Summary
This modelling study combines regional agricultural labour intensity data with global food system biophysical models to project how dietary transitions towards plant-based patterns would alter employment and labour costs in primary food production. The analysis reveals that adopting vegetarian or vegan diets could reduce global agricultural labour requirements by 22–28%, although a substantial minority of countries (25–50%) would experience increased labour demand for horticultural production. The findings suggest that dietary transitions consistent with climate and health goals carry significant implications for agricultural employment and policy support may be needed to manage labour transitions.
UK applicability
The United Kingdom's existing horticultural sector and livestock-dominated regions would likely experience differential impacts; increased fruit and vegetable production could offset labour losses in livestock farming in some regions.

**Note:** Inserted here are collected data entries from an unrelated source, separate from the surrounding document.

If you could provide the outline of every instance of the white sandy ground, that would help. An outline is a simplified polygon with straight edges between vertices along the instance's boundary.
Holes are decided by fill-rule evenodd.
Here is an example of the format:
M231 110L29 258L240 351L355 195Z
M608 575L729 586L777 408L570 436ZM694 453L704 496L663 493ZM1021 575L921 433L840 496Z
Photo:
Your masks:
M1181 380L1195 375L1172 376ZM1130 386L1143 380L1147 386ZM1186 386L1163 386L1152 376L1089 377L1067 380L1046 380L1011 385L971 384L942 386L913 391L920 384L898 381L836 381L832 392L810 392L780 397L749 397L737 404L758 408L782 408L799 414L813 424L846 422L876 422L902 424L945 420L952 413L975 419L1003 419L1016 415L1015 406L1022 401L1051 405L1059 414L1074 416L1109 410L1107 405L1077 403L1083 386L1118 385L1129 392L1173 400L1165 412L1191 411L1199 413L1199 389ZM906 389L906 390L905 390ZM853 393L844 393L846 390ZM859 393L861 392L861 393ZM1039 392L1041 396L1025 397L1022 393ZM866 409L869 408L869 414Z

UK policymakers implementing dietary transition strategies (e.g. through public procurement or health messaging) should consider the study's estimates of labour cost changes (0.2–0.6% of GDP globally) when designing agricultural support and workforce retraining programmes.
Key measures
Agricultural labour requirements (absolute and percentage changes) by food group and country; global labour cost changes as percentage of gross domestic product; labour distribution shifts across dietary scenarios
Outcomes reported
The study estimated agricultural labour requirements associated with healthy and sustainable dietary patterns (flexitarian, pescatarian, vegetarian, vegan) across 179 countries and 20 food groups. It quantified changes in labour demand and costs under different diet scenarios compared to business-as-usual projections for 2030.